Subaru
And, according to Bloomberg's Kyle Stock, it's generating industry beating profits:
Last year, Subaru made a profit of nine cents on every dollar of sales, some $2.4 billion in net income. That's nine cents free and clear-after all of the workers had been paid and the fancy crash-avoidance technology had been tested and the checks had gone out to charities. No other automaker hit that threshold-not Toyota (8 percent), not BMW (7.2 percent), and certainly not Ford (2.2 percent).
Stock's story is all about how Subaru is at a crossroads: Stay small - or commit now to getting bigger? In the auto industry, that means a massive outlay of money, to develop new models and build factories.
When you get right down to it, the car business is tough. You have to burn through massive amounts of capital all the time in order to build a large number of complex, expensive machines, all so you can have the privilege of maintaining that scale to book what on paper look like modest profits.
The question for Subaru is actually quite stark. Should the company convert those profits into additional manufacturing capacity, building into obvious demand? Or it should manage its business in a kind of profitable steady state and try to head off any loss of customers in the future?
It's a unique problem to have. In a sense, Subaru is a mass-marker carmaker that looks more like a producer of niche sports cars: it generates tasty profits and has a fanatically loyal customer base. Okay, sure, those customers like to go canoeing or hiking more than they dream of turning hot laps on a racetrack. But the niche players also face Subaru's challenge: Get bigger and potentially screw up what made them great - or keep on keepin' on.

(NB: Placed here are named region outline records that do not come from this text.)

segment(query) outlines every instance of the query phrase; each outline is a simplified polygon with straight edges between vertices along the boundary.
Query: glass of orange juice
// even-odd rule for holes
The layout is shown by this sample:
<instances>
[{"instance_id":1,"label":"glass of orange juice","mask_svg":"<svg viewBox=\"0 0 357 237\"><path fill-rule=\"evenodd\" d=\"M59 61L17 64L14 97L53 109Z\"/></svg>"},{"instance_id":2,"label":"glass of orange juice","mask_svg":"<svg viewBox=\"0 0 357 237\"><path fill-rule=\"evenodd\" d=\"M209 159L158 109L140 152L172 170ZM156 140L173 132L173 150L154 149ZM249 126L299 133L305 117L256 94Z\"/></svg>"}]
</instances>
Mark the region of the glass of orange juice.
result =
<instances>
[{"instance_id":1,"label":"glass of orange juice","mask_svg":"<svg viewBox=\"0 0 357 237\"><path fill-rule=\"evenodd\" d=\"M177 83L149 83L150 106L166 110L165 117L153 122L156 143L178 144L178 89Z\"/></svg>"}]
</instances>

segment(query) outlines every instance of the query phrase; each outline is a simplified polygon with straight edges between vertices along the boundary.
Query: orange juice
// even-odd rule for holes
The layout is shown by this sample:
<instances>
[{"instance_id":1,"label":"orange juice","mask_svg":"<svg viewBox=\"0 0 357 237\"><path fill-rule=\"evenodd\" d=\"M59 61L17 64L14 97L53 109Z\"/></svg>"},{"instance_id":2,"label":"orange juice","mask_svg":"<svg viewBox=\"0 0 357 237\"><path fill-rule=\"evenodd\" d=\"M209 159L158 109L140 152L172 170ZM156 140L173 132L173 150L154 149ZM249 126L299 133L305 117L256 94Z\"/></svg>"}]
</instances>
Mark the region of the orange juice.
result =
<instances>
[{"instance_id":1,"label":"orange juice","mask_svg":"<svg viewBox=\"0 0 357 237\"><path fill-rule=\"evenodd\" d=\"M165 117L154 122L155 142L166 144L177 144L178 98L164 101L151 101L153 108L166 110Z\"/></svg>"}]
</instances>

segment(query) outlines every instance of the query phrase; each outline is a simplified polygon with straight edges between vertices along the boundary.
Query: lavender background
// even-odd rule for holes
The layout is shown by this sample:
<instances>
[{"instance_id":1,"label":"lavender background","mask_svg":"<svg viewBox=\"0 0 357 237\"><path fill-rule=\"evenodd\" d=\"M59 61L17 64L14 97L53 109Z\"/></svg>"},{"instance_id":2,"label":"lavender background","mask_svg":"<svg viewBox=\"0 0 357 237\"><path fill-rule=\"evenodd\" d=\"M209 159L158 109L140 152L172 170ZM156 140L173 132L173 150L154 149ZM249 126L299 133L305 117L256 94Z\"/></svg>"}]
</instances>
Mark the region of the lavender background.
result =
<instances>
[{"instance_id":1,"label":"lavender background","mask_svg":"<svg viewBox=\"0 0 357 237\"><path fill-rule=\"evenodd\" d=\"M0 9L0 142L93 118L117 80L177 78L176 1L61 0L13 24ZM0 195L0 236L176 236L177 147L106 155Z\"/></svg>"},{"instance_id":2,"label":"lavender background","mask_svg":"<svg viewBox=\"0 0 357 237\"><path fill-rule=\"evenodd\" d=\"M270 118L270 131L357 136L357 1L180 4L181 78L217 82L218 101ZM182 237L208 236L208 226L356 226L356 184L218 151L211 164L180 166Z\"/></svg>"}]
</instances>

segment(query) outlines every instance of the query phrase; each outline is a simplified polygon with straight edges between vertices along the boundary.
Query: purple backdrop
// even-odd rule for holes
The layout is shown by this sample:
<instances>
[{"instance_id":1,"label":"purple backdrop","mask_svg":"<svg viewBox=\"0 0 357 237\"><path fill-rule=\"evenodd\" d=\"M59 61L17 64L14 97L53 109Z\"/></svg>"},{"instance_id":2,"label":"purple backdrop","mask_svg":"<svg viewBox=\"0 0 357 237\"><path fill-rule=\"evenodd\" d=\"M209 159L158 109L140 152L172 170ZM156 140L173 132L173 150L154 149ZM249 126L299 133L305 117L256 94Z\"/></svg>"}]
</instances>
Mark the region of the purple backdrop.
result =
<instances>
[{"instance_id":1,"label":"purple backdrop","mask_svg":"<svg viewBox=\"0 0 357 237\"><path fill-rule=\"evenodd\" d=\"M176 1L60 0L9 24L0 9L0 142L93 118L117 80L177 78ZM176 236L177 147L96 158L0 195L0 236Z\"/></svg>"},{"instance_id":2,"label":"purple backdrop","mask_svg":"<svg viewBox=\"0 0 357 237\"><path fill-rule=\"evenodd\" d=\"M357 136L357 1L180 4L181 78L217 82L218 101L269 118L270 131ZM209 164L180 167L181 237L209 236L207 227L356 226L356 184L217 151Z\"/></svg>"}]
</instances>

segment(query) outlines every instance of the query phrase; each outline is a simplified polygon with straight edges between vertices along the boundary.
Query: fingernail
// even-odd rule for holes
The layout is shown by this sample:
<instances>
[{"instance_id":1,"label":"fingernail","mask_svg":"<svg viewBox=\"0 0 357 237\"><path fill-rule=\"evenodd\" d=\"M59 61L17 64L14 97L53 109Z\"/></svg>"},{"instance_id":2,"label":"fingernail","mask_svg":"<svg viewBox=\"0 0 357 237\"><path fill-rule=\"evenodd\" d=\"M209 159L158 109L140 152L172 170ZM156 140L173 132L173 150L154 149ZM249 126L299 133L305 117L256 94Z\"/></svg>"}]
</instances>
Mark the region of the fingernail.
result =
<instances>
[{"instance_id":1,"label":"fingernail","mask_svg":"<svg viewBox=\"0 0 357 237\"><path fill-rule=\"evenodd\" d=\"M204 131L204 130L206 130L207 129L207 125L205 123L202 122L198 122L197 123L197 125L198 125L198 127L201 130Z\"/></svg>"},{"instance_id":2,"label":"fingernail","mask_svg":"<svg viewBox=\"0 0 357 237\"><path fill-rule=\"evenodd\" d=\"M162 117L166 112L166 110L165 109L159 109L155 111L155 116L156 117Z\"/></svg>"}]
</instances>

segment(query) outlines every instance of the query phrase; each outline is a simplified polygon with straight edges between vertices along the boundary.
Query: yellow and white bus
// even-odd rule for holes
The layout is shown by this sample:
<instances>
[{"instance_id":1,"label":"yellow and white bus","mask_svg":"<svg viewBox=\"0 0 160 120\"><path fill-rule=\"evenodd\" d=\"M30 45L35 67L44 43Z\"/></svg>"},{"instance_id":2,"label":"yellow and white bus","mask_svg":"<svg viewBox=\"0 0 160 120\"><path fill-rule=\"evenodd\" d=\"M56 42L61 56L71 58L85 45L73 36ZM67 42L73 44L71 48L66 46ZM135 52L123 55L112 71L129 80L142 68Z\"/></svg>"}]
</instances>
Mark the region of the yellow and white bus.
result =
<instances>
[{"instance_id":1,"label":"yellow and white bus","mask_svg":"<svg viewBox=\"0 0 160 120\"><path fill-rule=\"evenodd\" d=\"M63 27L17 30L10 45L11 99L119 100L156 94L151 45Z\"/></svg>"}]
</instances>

There's another automaker that's facing something similar to Subaru right now: Ferrari.
Ferrari
True, Subaru builds 400,000 cars a year to Ferrari's 7,000. But just as Subaru, according to Stock, could raise production by 300,000 more cars annually, so Ferrari is assumed to be under pressure in coming years to raise its output to 10,000.
Building 3,000 more Ferraris each year will change the Italian carmaker decisively; currently, exclusivity is the key to what makes it, well ... Ferrari. More Subarus won't undermine Subaru's "Subaru-ness." But it will leave Subaru in a pickle if the economy turns south.
We'll have to wait to see how Subaru decides to play its hand.